About the job
We are seeking talented Software Engineers to join our Model Infrastructure team. You will focus on the architecture and engineering challenges associated with large-scale recommendation models – from online inference to offline training. Your work will directly contribute to supporting increasingly complex models, solving bottlenecks in computation and storage, and enabling breakthrough innovations in recommendation algorithms.
Responsibilities
- Build and optimize infrastructure for online inference and offline training of recommendation models.
- Solve challenges posed by the combination of high model complexity, massive data, and large-scale deployments.
- Work closely with algorithm researchers to co-design infrastructure aligned with cutting-edge machine learning frameworks and hardware accelerators.

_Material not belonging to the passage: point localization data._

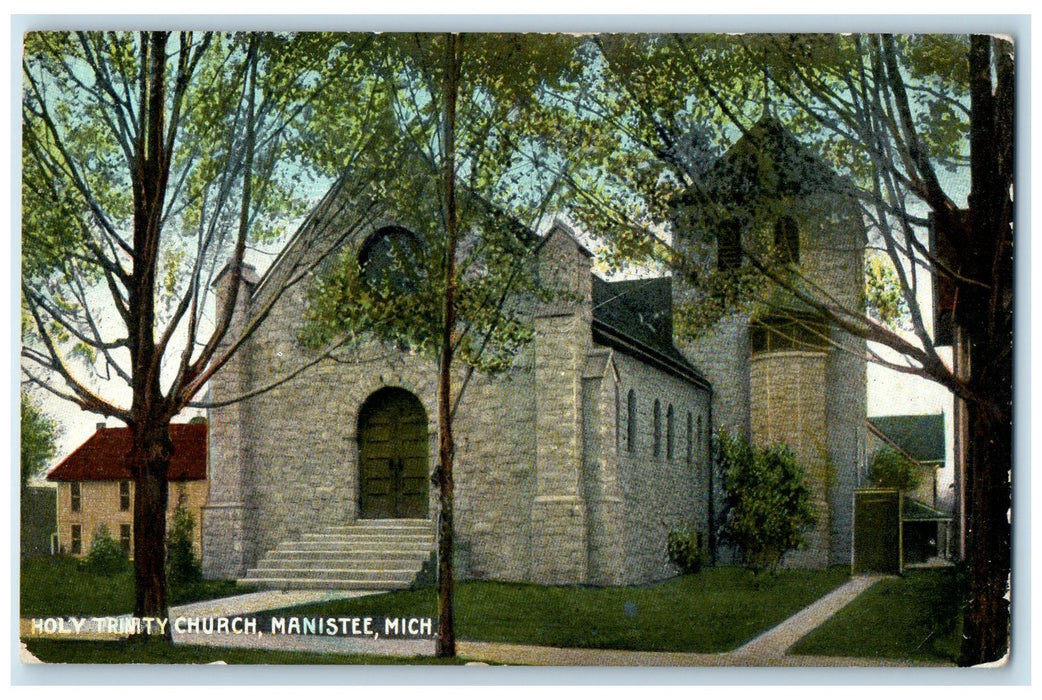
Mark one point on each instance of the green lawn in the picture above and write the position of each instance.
(915, 617)
(60, 651)
(54, 585)
(716, 609)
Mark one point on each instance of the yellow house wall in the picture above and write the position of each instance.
(100, 505)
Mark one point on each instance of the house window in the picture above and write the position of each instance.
(125, 540)
(690, 446)
(669, 432)
(787, 241)
(729, 246)
(124, 496)
(658, 428)
(630, 420)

- Continuously improve model architecture, efficiency, and scalability to enable better user experiences.
- Abstract and build reusable infrastructure components and tools that benefit the broader recommendation stack.
Qualifications
Minimum
- Bachelor's degree or above, majoring in Computer Science, or related fields.
- Understanding of GPU architecture and the software stack (CUDA, CUTLASS, Triton Lang), with experience in GPU performance analysis.

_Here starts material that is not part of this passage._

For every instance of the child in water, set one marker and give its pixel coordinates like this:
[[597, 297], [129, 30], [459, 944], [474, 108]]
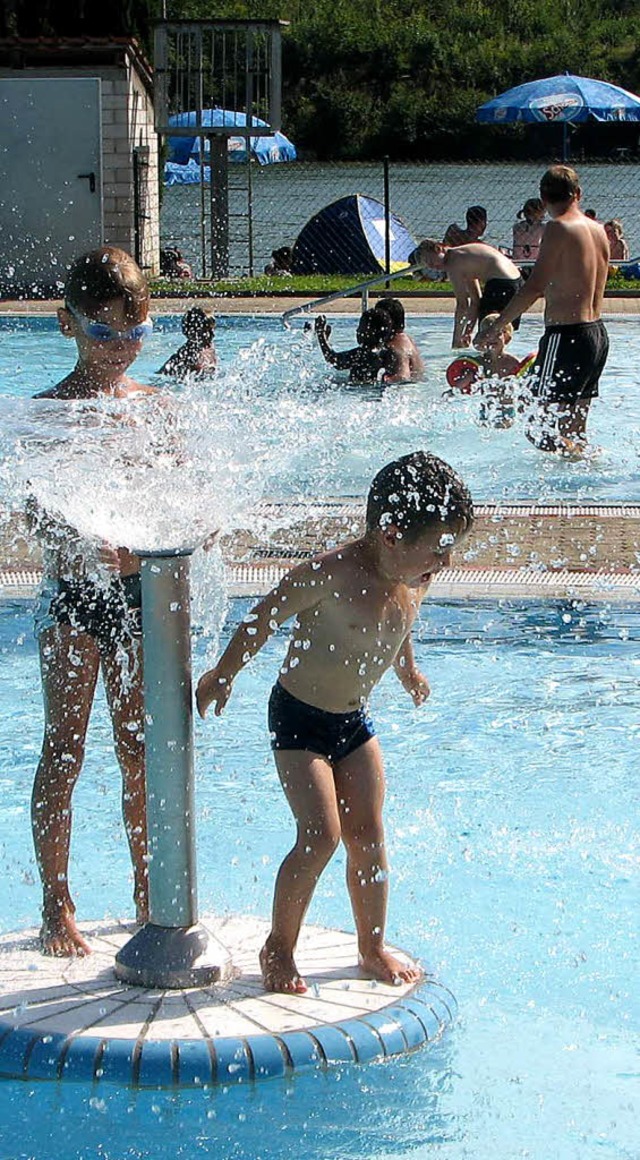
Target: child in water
[[353, 611], [197, 356], [88, 617]]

- Experience with at least one machine learning framework (e.g., TensorFlow, PyTorch, or in-house alternatives).
- Initiative and self-drive; eager to take on complex challenges.
- Proven ability to work independently and collaboratively in a fast-paced team environment.
Preferred
- Familiarity with implementation details of deep learning networks and low-level operators.
- Experience with large-scale distributed model training.
- Knowledge of DNN compilers such as MLIR, XLA, or TVM.
- Ability to analyze and optimize training/inference algorithms using mathematical tools.